Your Oxford Story: Anthony Green
Anthony Green
“The people here really seem to believe that assessment should make a difference in learners’ lives – and that belief shapes the way we work.”
Language assessment has been at the heart of my career for as long as I can remember, and I find myself just as fascinated by the questions it raises today as I was when I started out. I spent nearly two decades at CRELLA, the Centre for Research in English Language Learning and Assessment at the University of Bedfordshire, eventually serving as Director. As Professor of Language Assessment, I worked with researchers, governments, and testing organizations on some genuinely complex challenges: how we design assessments, what they can actually tell us, and what effect they have on the people who take them.
Research has taken me into many different contexts along the way – from benchmarking university English tests across South Asia to helping establish assessment literacy initiatives in Ukraine – but the constant thread has been collaboration. One of the great privileges of my career has been working with early-career researchers and watching them grow into thoughtful, independent scholars who push the field in directions I wouldn’t have imagined.
That same collaborative mindset shaped some of my most recent work. The Oxford Test of English published a whitepaper with Times Higher Education titled “The future of English proficiency testing: Why universities are rethinking language assessment”. As the university experience becomes increasingly digital, interdisciplinary, and collaborative, the paper asks whether current English language tests are genuinely measuring the communication skills students need for today’s world. These are questions I’ve been returning to throughout my career, not just as abstract research problems, but as practical challenges that matter to institutions, educators, and learners alike.

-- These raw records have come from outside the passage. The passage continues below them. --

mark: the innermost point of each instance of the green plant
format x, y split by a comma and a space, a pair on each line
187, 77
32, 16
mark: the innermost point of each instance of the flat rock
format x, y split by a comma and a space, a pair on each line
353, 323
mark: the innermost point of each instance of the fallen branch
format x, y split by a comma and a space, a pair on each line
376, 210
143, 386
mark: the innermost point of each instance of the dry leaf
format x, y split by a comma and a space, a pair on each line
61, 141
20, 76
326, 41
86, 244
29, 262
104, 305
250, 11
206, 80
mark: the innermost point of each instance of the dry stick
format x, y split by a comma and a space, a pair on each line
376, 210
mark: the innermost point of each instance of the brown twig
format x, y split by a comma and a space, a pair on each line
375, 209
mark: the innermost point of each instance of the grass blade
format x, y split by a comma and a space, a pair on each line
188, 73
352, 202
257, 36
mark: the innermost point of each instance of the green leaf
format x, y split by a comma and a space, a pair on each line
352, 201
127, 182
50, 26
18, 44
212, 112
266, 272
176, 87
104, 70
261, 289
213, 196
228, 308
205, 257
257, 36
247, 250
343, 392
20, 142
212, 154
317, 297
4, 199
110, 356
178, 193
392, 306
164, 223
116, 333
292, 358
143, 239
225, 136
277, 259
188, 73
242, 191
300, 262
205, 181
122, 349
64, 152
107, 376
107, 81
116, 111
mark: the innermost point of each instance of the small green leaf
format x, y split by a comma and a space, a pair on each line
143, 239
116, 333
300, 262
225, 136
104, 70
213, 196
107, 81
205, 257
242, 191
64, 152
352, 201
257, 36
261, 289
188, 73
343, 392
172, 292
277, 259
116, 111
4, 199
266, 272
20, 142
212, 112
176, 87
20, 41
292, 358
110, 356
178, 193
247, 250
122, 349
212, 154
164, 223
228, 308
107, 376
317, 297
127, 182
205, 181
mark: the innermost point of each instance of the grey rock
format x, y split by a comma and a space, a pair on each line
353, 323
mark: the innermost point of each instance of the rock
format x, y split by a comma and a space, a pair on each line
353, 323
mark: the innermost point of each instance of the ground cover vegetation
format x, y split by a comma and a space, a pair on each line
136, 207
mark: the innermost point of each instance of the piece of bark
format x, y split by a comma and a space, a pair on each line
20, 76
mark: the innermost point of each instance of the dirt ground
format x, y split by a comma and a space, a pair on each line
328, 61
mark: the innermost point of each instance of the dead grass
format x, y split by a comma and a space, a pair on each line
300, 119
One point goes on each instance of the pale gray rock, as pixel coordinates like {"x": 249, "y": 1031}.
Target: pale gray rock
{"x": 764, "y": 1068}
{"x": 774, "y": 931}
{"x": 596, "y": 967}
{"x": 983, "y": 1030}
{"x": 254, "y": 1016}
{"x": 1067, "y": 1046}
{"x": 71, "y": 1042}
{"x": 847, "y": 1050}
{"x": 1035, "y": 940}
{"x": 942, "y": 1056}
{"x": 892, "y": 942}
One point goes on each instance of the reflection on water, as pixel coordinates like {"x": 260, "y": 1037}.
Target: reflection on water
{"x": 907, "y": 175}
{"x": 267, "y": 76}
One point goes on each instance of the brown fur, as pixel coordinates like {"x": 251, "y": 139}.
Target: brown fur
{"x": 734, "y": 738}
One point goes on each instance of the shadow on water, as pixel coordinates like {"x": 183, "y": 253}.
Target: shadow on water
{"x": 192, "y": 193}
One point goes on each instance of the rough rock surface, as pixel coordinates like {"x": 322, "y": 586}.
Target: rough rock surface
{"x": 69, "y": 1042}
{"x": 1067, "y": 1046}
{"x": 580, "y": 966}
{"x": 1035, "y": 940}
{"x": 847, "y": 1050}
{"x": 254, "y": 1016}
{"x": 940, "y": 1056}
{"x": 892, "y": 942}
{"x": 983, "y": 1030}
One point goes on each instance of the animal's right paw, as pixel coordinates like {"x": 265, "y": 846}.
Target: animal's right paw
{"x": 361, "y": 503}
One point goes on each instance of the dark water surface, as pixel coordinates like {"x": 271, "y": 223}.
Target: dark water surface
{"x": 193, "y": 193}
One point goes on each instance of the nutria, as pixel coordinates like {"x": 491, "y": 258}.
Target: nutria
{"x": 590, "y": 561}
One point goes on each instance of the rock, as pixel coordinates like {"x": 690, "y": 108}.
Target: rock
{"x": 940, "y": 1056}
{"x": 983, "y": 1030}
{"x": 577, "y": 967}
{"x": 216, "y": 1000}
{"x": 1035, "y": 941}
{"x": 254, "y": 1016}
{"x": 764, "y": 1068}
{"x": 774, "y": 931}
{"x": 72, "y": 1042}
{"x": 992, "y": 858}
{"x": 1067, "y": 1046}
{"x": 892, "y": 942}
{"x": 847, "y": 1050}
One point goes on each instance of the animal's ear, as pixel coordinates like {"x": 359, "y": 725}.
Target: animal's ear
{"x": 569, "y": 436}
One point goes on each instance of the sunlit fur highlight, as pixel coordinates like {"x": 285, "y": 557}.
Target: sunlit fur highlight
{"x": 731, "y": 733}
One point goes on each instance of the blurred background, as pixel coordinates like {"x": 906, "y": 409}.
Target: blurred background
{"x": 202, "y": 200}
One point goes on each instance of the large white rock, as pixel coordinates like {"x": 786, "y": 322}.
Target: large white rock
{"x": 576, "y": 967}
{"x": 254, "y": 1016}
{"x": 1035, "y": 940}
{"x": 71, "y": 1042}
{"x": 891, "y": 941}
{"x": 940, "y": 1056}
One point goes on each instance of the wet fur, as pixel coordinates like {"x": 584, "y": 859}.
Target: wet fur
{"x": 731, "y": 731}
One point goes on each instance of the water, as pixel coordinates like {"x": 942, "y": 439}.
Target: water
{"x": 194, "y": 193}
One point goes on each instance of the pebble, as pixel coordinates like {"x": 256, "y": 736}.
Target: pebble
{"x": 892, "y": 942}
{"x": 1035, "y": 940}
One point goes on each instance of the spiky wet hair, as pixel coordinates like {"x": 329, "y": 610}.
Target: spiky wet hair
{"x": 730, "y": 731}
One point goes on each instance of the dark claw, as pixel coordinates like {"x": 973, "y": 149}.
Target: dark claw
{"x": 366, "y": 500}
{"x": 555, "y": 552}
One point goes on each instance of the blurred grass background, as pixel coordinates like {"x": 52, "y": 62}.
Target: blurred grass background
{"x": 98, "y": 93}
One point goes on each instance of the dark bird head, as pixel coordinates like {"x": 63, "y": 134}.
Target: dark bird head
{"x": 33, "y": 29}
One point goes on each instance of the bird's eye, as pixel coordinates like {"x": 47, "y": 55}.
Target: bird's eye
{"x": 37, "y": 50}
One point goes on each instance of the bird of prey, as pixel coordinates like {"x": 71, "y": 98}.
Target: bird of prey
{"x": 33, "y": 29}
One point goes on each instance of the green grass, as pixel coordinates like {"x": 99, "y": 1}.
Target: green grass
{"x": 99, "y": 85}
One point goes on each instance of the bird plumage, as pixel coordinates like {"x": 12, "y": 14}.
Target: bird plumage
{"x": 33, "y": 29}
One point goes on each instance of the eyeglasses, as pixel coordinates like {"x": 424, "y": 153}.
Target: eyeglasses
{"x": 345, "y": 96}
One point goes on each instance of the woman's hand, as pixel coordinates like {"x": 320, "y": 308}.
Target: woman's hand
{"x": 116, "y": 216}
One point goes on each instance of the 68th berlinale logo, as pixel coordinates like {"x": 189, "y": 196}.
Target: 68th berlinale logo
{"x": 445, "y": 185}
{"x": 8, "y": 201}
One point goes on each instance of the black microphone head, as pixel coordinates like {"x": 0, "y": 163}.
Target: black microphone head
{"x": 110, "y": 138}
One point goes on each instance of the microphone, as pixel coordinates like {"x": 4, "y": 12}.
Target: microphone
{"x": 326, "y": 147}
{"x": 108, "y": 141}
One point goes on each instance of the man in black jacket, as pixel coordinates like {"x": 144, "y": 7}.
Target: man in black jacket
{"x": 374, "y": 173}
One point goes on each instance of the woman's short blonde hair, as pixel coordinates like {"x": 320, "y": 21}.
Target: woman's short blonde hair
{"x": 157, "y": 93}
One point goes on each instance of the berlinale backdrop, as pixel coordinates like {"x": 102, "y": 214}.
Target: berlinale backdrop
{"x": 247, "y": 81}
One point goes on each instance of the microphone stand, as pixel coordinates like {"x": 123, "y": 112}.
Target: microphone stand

I joined OUP five months ago because I wanted to work somewhere that sees English language assessment not as a barrier, but as a support for learning and a route to greater opportunity. What has always set OUP English language teaching resources apart is how our organization embraces the idea of assessment as integral to learning. The people here really seem to believe that assessment should make a difference in learners’ lives – and that belief shapes the way we work.
As Director of Oxford English Assessment Research, my focus is on the qualities that make assessments genuinely trustworthy and useful: their validity, fairness, reliability, and, above all, their real-world impact. What that means in practice is building the evidence base that helps our assessments earn the recognition they deserve – whether that’s through CEFR alignment, technical documentation, or research that demonstrates what our tests actually measure and what difference they make to the people who take them. I’m continually struck by how much rigorous, practically meaningful research there is to do in this space, and how much it matters to get it right.